Freedom Forum Sucks Journalism Dry With $1.4 Million Bonuses
The Freedom Forum is a nonpartisan, international foundation dedicated to the promotion of free speech, and its Newseum, in Washington D.C., chronicles five centuries of news history.
Yet while journalism flounders to stay in the black, executives at the Freedom Forum are raking in the big bucks. According to a blog post written yesterday by Jim Hopkins–a former USA Today reporter who now writes the Gannett Blog–the Freedom Forum paid a total of $1.4 million in bonuses to top employees in 2008. Chairman and CEO Charles Overby received a compensation package that totaled $991,044. The president, Peter Pritchard, got $665,927.
The average salary for a journalist with 20 years experience? $77,000. Maximum.

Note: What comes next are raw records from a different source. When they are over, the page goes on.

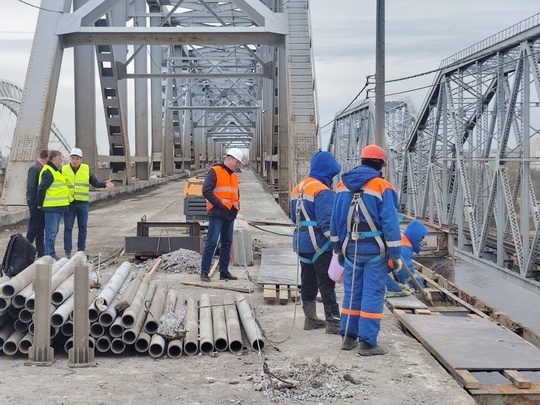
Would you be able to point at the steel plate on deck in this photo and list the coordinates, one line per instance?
(278, 266)
(472, 343)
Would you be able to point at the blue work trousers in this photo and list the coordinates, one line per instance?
(315, 277)
(52, 224)
(79, 211)
(363, 300)
(217, 228)
(36, 229)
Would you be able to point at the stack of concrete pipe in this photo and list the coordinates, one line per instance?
(129, 310)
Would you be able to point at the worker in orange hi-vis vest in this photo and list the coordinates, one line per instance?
(365, 232)
(222, 193)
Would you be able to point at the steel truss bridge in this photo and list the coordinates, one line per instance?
(469, 160)
(208, 75)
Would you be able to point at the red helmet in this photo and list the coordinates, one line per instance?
(374, 152)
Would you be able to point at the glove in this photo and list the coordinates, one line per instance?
(397, 264)
(341, 259)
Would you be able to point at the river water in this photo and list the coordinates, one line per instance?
(515, 301)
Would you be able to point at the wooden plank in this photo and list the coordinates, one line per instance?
(283, 294)
(517, 379)
(269, 293)
(467, 379)
(218, 287)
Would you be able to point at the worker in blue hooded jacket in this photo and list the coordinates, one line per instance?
(365, 232)
(411, 242)
(311, 210)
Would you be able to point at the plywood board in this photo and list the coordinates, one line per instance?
(472, 343)
(279, 266)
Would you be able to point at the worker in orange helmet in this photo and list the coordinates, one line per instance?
(365, 232)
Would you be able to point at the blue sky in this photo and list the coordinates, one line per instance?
(419, 34)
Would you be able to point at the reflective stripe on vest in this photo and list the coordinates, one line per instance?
(226, 189)
(78, 183)
(57, 195)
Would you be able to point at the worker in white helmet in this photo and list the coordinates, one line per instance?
(222, 194)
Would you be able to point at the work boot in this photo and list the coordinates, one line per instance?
(311, 320)
(366, 349)
(227, 276)
(333, 319)
(349, 343)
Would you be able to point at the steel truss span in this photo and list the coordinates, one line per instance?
(10, 97)
(472, 161)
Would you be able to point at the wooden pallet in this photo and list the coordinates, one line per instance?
(273, 293)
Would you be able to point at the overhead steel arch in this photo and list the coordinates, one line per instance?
(10, 97)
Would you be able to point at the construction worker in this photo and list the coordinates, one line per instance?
(36, 222)
(53, 197)
(78, 179)
(365, 233)
(222, 193)
(411, 242)
(311, 210)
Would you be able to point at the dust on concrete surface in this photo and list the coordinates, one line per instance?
(312, 360)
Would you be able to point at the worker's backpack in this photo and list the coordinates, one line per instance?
(20, 254)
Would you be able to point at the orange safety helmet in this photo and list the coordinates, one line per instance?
(374, 152)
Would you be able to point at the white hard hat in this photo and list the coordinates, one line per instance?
(75, 152)
(236, 153)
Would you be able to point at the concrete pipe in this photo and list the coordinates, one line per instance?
(63, 291)
(109, 291)
(143, 342)
(157, 346)
(206, 335)
(253, 331)
(234, 334)
(5, 332)
(11, 345)
(116, 330)
(14, 312)
(96, 330)
(5, 302)
(219, 328)
(78, 259)
(21, 280)
(107, 317)
(26, 342)
(67, 328)
(61, 314)
(174, 348)
(20, 326)
(151, 322)
(191, 346)
(19, 300)
(130, 335)
(103, 343)
(130, 314)
(118, 346)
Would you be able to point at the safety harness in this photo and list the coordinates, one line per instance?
(304, 220)
(354, 226)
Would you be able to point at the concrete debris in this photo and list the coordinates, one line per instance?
(313, 382)
(178, 261)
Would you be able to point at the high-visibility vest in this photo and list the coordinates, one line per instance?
(78, 183)
(226, 189)
(57, 195)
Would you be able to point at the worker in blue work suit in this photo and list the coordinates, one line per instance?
(365, 232)
(411, 242)
(311, 210)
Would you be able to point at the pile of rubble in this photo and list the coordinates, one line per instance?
(312, 381)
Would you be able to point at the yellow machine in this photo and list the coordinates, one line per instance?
(194, 202)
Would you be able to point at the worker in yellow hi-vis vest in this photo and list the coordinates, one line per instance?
(78, 179)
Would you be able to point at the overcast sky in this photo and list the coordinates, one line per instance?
(419, 35)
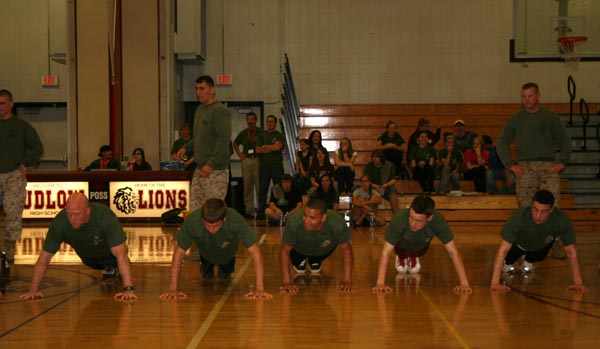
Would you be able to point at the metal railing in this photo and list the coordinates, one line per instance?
(290, 114)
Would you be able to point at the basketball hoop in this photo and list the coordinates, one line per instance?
(568, 52)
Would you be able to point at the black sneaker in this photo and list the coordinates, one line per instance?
(300, 268)
(315, 267)
(109, 273)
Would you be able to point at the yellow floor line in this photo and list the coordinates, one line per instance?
(217, 308)
(451, 328)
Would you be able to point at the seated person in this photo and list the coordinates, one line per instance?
(476, 165)
(422, 160)
(139, 162)
(105, 162)
(382, 175)
(450, 160)
(497, 170)
(285, 200)
(365, 200)
(320, 167)
(326, 192)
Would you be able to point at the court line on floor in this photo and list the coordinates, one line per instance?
(440, 315)
(197, 338)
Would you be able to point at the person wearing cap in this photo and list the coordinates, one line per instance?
(423, 126)
(539, 134)
(105, 161)
(463, 139)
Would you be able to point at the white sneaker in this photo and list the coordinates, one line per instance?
(414, 265)
(527, 267)
(401, 265)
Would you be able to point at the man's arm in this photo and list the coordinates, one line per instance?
(120, 252)
(382, 270)
(259, 272)
(39, 271)
(175, 271)
(575, 269)
(347, 260)
(459, 267)
(284, 267)
(495, 285)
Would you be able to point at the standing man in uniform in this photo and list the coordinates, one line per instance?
(212, 134)
(95, 233)
(250, 162)
(20, 147)
(269, 145)
(539, 133)
(310, 236)
(530, 232)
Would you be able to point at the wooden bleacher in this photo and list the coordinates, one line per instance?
(363, 124)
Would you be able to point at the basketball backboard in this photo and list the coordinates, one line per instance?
(539, 23)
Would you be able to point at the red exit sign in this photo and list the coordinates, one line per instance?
(49, 80)
(224, 79)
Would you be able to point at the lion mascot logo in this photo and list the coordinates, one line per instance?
(126, 200)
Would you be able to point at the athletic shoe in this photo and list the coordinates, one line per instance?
(527, 267)
(315, 267)
(508, 268)
(300, 268)
(414, 265)
(401, 265)
(109, 272)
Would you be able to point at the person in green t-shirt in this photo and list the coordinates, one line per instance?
(97, 237)
(217, 232)
(310, 236)
(530, 233)
(409, 234)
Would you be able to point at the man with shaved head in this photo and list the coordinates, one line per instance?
(97, 237)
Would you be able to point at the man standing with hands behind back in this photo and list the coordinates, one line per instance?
(539, 133)
(212, 134)
(20, 147)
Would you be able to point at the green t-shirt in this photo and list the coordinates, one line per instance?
(398, 232)
(243, 140)
(421, 154)
(455, 157)
(315, 243)
(520, 229)
(93, 239)
(272, 159)
(212, 136)
(221, 247)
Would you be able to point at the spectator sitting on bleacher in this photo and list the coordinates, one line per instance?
(450, 160)
(365, 200)
(422, 160)
(423, 125)
(497, 170)
(344, 161)
(303, 162)
(315, 143)
(476, 160)
(391, 143)
(320, 166)
(382, 175)
(326, 192)
(285, 200)
(463, 139)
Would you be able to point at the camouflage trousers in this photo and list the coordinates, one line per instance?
(203, 188)
(538, 175)
(12, 194)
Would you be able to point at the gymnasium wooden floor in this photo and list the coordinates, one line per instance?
(79, 311)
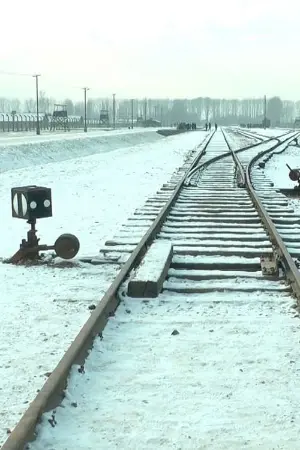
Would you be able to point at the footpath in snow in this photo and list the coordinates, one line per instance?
(44, 307)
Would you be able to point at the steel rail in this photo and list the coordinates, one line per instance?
(52, 392)
(231, 153)
(291, 271)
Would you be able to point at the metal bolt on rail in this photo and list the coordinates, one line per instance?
(31, 203)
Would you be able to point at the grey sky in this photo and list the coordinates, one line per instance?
(161, 48)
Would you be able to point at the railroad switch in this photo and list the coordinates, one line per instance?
(32, 203)
(269, 264)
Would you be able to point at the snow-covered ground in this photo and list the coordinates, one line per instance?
(201, 371)
(277, 171)
(24, 152)
(270, 132)
(43, 308)
(31, 136)
(227, 380)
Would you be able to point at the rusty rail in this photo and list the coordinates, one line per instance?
(51, 394)
(291, 271)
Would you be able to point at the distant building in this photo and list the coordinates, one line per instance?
(297, 122)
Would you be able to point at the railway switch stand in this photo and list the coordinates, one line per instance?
(31, 203)
(294, 175)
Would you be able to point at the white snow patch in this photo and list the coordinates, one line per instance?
(154, 261)
(227, 380)
(43, 308)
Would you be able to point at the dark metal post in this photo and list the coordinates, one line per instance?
(38, 131)
(265, 112)
(145, 110)
(114, 111)
(85, 127)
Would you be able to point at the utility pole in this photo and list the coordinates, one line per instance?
(38, 131)
(265, 112)
(114, 111)
(84, 90)
(145, 110)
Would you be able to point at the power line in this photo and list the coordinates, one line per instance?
(2, 72)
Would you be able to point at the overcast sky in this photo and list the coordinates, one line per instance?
(159, 48)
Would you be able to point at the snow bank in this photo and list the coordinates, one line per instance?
(16, 153)
(43, 308)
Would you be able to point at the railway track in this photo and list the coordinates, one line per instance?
(215, 334)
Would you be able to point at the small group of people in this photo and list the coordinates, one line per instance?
(208, 126)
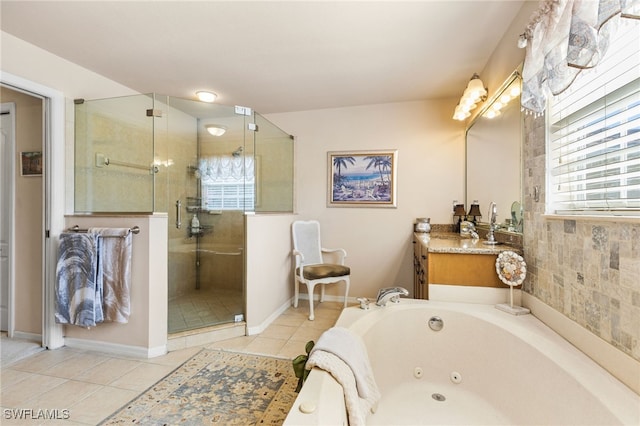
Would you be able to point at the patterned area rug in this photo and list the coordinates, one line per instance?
(216, 387)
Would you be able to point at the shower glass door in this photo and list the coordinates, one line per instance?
(206, 166)
(203, 190)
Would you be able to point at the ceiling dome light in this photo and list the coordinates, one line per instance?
(215, 129)
(205, 96)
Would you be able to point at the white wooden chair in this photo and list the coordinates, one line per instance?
(311, 267)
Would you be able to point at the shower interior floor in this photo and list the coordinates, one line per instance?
(204, 308)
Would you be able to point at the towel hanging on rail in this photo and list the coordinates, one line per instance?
(78, 288)
(114, 269)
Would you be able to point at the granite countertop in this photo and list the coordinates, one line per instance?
(437, 242)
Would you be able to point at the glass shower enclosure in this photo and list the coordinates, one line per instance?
(206, 166)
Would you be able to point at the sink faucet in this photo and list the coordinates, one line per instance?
(390, 294)
(493, 213)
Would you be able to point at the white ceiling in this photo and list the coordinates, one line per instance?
(273, 56)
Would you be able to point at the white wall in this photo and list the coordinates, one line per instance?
(269, 274)
(430, 176)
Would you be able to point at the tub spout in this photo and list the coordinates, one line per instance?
(390, 294)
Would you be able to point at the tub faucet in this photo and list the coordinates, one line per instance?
(390, 294)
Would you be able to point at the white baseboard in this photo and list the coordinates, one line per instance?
(115, 348)
(32, 337)
(271, 318)
(620, 365)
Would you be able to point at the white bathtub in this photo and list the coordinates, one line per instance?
(491, 368)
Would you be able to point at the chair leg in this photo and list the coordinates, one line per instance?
(310, 291)
(346, 291)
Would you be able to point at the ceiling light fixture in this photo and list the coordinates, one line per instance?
(215, 129)
(205, 96)
(472, 95)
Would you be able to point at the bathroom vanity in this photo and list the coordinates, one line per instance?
(450, 260)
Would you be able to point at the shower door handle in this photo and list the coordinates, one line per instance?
(178, 214)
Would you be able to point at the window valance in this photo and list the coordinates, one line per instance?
(563, 38)
(227, 169)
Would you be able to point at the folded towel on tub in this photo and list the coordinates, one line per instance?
(78, 293)
(342, 354)
(114, 268)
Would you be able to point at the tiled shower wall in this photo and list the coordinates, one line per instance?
(589, 270)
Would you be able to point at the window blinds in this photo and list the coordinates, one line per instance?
(594, 134)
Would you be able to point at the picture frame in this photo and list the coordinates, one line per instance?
(362, 178)
(31, 163)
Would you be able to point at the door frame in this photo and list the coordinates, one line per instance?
(9, 197)
(53, 123)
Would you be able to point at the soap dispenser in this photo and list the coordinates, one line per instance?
(195, 225)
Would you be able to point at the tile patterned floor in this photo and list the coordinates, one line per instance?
(84, 387)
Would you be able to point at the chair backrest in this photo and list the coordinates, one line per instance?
(306, 239)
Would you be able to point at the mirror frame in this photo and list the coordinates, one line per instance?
(515, 75)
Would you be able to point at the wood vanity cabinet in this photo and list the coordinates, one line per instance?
(474, 267)
(464, 269)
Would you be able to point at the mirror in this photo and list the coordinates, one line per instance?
(494, 156)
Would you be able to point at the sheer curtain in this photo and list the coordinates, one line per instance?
(563, 38)
(227, 169)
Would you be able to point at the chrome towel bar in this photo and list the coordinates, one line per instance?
(134, 230)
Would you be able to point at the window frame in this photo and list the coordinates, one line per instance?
(552, 199)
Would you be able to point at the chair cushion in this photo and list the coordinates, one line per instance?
(324, 270)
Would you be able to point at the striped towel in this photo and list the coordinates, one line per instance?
(114, 268)
(78, 287)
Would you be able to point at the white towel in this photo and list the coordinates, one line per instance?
(343, 354)
(114, 269)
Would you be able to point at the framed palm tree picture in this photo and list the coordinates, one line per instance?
(362, 178)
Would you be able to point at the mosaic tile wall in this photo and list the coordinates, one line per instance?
(587, 269)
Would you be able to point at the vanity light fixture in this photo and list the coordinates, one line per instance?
(215, 129)
(507, 95)
(472, 95)
(205, 96)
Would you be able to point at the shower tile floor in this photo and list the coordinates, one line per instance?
(203, 308)
(93, 385)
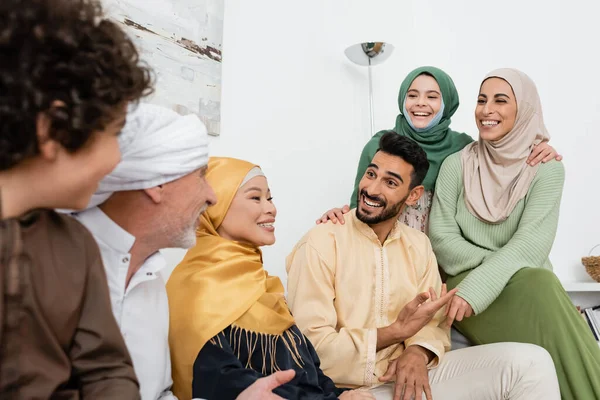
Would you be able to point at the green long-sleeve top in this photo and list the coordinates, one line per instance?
(493, 252)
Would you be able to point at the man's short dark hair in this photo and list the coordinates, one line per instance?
(65, 51)
(400, 146)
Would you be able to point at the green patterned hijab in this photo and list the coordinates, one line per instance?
(439, 141)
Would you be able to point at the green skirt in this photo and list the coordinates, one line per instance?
(534, 308)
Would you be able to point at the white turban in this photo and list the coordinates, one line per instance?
(157, 146)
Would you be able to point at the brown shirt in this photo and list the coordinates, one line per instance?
(58, 336)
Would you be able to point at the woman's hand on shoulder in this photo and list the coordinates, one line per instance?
(357, 395)
(543, 152)
(262, 389)
(334, 215)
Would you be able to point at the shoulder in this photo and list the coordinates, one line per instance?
(551, 170)
(74, 234)
(323, 239)
(416, 240)
(461, 137)
(323, 236)
(453, 160)
(452, 165)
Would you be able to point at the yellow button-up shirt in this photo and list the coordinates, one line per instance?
(343, 284)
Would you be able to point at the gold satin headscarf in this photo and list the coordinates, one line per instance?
(496, 174)
(221, 283)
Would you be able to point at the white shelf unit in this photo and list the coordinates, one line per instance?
(580, 287)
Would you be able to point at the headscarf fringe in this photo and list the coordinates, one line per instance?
(243, 339)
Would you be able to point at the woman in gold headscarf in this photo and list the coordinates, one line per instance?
(493, 222)
(230, 323)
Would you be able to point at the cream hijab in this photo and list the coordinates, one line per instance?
(495, 173)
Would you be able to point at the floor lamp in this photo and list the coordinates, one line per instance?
(369, 54)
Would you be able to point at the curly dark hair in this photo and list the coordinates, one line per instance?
(65, 51)
(410, 151)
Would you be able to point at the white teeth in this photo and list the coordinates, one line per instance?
(372, 204)
(489, 123)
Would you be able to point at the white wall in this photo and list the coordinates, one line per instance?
(294, 104)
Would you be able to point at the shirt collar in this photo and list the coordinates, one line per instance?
(106, 230)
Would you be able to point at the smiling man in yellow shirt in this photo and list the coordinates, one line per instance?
(365, 294)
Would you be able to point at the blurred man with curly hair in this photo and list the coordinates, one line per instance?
(67, 76)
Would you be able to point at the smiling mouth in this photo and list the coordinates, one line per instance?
(490, 123)
(421, 114)
(370, 203)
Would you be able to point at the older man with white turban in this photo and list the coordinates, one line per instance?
(152, 200)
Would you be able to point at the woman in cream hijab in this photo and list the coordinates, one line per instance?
(492, 226)
(230, 323)
(427, 101)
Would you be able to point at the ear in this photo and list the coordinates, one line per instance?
(155, 194)
(414, 195)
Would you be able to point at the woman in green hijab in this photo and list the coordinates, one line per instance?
(428, 99)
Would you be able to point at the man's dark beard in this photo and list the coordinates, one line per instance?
(387, 213)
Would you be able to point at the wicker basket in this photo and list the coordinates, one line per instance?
(592, 265)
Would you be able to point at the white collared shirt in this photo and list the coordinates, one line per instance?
(141, 310)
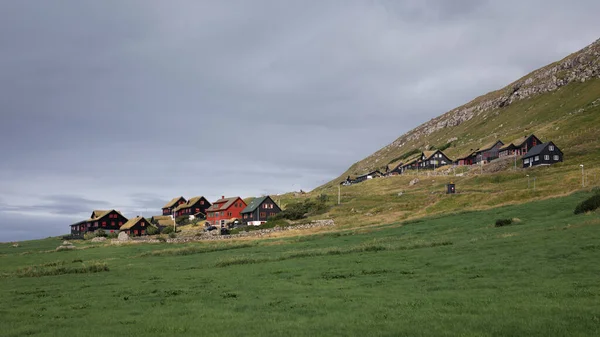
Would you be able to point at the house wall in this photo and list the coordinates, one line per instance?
(261, 214)
(226, 214)
(542, 157)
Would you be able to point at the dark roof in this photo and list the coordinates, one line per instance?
(536, 150)
(253, 205)
(223, 204)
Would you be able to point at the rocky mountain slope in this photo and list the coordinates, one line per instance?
(495, 114)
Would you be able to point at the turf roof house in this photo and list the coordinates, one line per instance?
(225, 210)
(171, 205)
(488, 152)
(108, 220)
(519, 146)
(259, 211)
(542, 154)
(194, 208)
(136, 227)
(433, 159)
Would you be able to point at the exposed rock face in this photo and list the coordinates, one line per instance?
(123, 236)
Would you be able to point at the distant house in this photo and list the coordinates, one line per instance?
(433, 159)
(193, 208)
(171, 205)
(136, 226)
(467, 159)
(519, 146)
(225, 210)
(108, 220)
(542, 154)
(162, 221)
(488, 152)
(259, 211)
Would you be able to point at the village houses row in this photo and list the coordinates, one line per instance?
(530, 148)
(221, 213)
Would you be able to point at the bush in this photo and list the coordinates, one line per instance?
(588, 205)
(503, 222)
(151, 230)
(168, 230)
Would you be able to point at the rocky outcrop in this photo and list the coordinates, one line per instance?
(579, 67)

Though the comment thread on that post devolved into an argument about the relevancy of Freedom Forum and Hopkin’s blog, a few readers managed to highlight the real irony in the fact that the Freedom Forum doles out massive compensation while the news–their entire mission–faces a shaky economic trajectory. Even the foundation’s endowment dive-bombed in ’08, suffering “multimillion-dollar losses” and beginning a series of layoffs at the Newseum that stretched into 2009.
Hopkins calls the Freedom Forum a nonprofit. Its website simply claims nonpartisan. Either way, those bonuses are ridiculous. If the Freedom Forum wants to stock the Newseum with something more than artifacts, they may want to start directing some of those bonuses towards saving the news.